Os pesquisadores encontraram um excesso significativo de mutações em cinco genes, implicado previamente somente em formulários raros da epilepsia, em alguns dos indivíduos com epilepsia focal não-adquirida familiar, um dos tipos mais comuns. “Nós calculamos que estes cinco genes contribuem ao risco da epilepsia em aproximadamente 8 por cento dos povos com este formulário comum da desordem,” dissemos Erin Heinzen Cox, PhD, professor adjunto no departamento da patologia e da biologia celular e director-adjunto do instituto para a medicina Genomic em CUMC. Um teste padrão similar foi observado igualmente para um outro tipo comum de epilepsia, epilepsia generalizada genética.

Os resultados têm implicações importantes para a prática clínica e para a pesquisa. “Presentemente, todas as epilepsias comuns são tratadas a mesma maneira, com o mesmo grupo de medicamentações,” disse o Dr. Goldstein. “Mas como nós identificamos mais destes genes da epilepsia que medem uma escala muito mais larga dos tipos de epilepsia do que pensaram previamente, nós podemos começar a tentar terapias visadas através destas populações pacientes. Como este paradigma genetically conduzido do tratamento torna-se mais estabelecido, nosso campo, que é acostumado a empreender grandes ensaios clínicos em populações pacientes largas, precisará de tomar uma aproximação nova à pesquisa clínica, focalizando nos pacientes baseados em seu subtipo genético.”

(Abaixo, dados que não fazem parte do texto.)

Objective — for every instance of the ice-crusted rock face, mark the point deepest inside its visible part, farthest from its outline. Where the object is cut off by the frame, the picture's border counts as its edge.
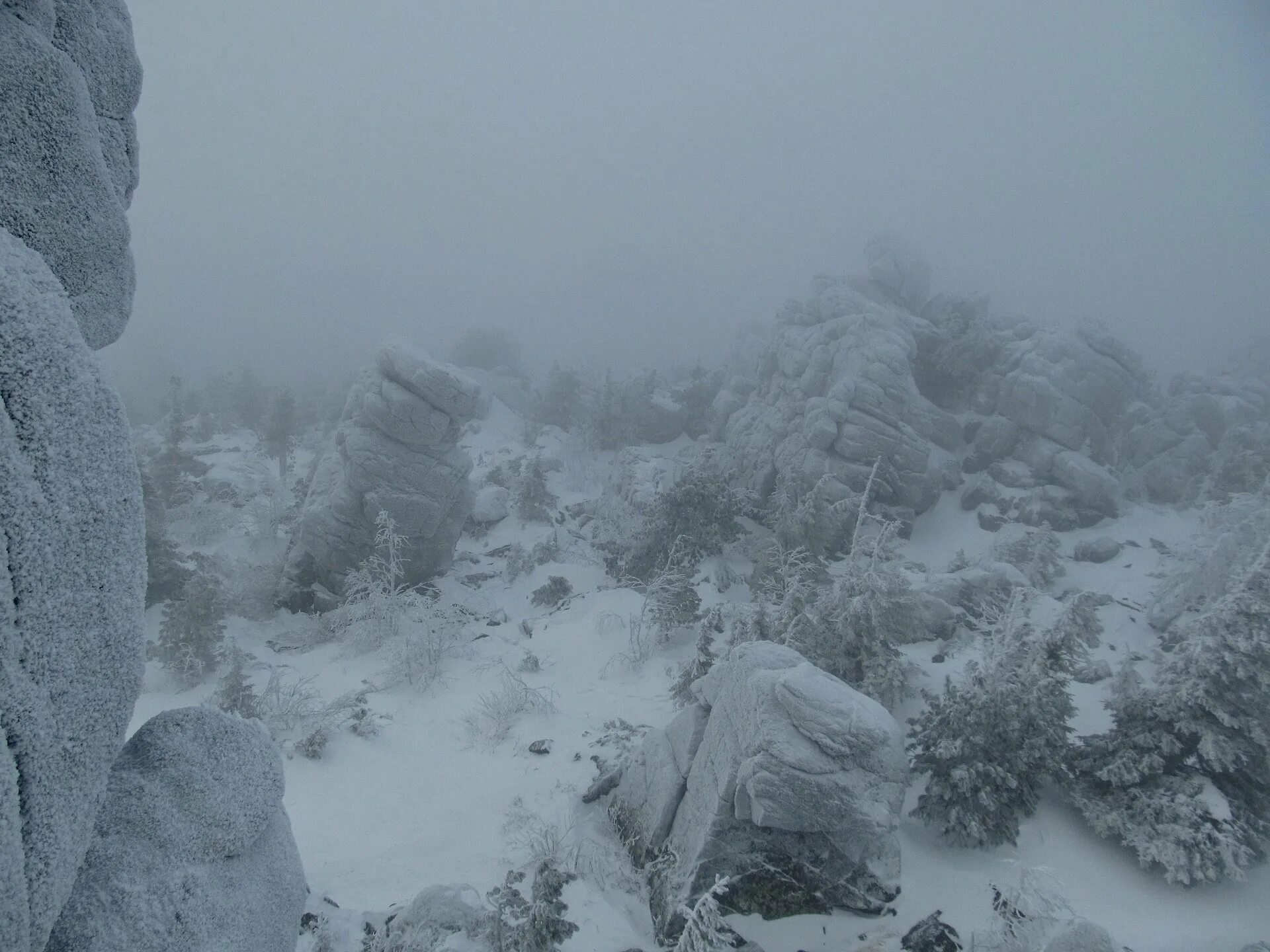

“Esta é uma descoberta muito emocionante no tratamento da epilepsia, em que o tratamento actual é baseado sobre se uma criança tem as apreensões focais, que começam em uma área do cérebro, ou apreensões generalizadas,” disse James J. Riviello, DM, professor da família de Sergievsky da neurologia e da pediatria e chefe da neurologia da criança no hospital de crianças NewYork-Presbiteriano de Morgan Stanley. “O teste genético para a epilepsia pode permitir que nós identifiquem a medicamentação específica do anticonvulsivo que trabalha potencial melhor para um paciente individual. Nós temos identificado já as crianças em quem conhecendo a base genética subjacente da epilepsia guiou nossas escolhas do tratamento. “Os estudos adicionais, analisando 10.000 a 12.000 amostras, são planeados para o próximo ano.

“Com uma análise maior, nós esperamos encontrar as variações genéticas adicionais que contribuem às epilepsias comuns,” dissemos o Dr. Goldstein.